Senior Site Reliability Engineer at Jobgether – United States
Explore Related Opportunities
About This Position
This position is posted by Jobgether on behalf of a partner company. We are currently looking for a Senior Site Reliability Engineer in the United States.
This role offers a unique opportunity to ensure the reliability, scalability, and performance of critical platform services in a fast-paced, technology-driven environment. The Senior Site Reliability Engineer (SRE) will combine software engineering expertise with operational excellence to automate processes, improve observability, and reduce operational risk across the platform. You will collaborate closely with development, DevOps, release engineering, and security teams to embed reliability and security best practices throughout the software lifecycle. This position emphasizes proactive problem-solving, automation, and continuous improvement while providing mentorship to peers and contributing to high-impact projects. The role is ideal for someone who thrives on solving complex technical challenges while shaping the platform’s resilience and scalability.

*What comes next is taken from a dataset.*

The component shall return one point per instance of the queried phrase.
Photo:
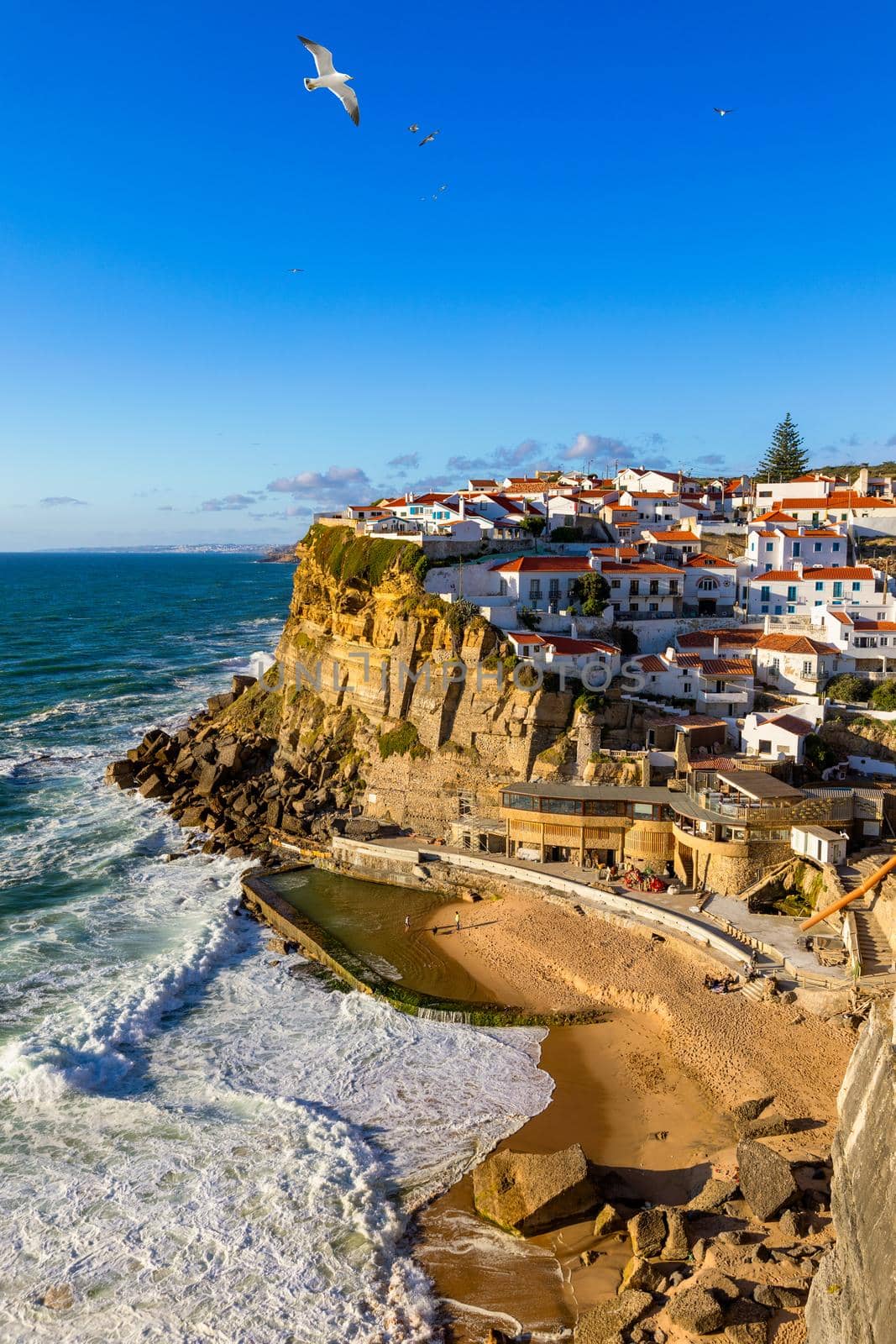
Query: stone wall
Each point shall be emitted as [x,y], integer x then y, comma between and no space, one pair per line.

As a Senior Site Reliability Engineer, you will be responsible for maintaining and improving platform reliability while enabling scalable operations:
Define and maintain Service Level Objectives (SLOs), Service Level Indicators (SLIs), and error budgets for critical services.
Lead capacity planning, performance tuning, design reviews, and disaster recovery exercises to validate platform resilience.
Automate infrastructure provisioning, patching, and operational tasks using Terraform, Ansible, and CI/CD pipelines to eliminate manual processes.
Partner with security teams to enforce compliance (SOC2, CIS benchmarks), implement least-privileged IAM policies, and maintain hardened, secure systems.
Serve as Tier-2 escalation during incidents, lead root cause analysis, and continuously improve incident response playbooks and on-call processes.
Identify repetitive operational tasks and implement automation or self-service modules to reduce toil and improve developer productivity.
Measure system performance, track reliability metrics, and collaborate with leadership to drive iterative improvements.
The ideal candidate combines hands-on technical expertise with strong problem-solving skills and a focus on automation and reliability:
Bachelor’s degree in Computer Science, Engineering, or related field.
Minimum of 5 years of experience in Site Reliability Engineering, DevOps, or Systems Engineering roles.
Strong experience with AWS multi-account environments, Terraform, Ansible, CI/CD tools (GitHub Actions, Bitbucket, Jenkins, AWS CodeBuild/CodePipeline), and observability platforms (New Relic, CloudWatch).
Background with containerized environments (ECS, Fargate, EKS) and resilient system architectures.
Preferred certifications: AWS DevOps Engineer or Solutions Architect, Kubernetes, or SRE/DevOps practitioner certifications.
Excellent analytical, troubleshooting, and problem-solving abilities.
Strong collaboration skills to work effectively with cross-functional teams, mentor peers, and contribute to continuous improvement.
This role provides a comprehensive benefits package designed to support health, growth, and work-life balance:
Competitive salary range: USD $120,000 – $125,000 per year.
Day-one medical, dental, vision coverage with flexible spending options (HSA/FSA).
401(k) with company match available from day one.
Paid sick leave, volunteer time, and parental leave options.
Employer-paid life and disability insurance.
Wellbeing on Demand program to support personal health and wellness.
Flexible work environment with remote opportunities and casual dress code.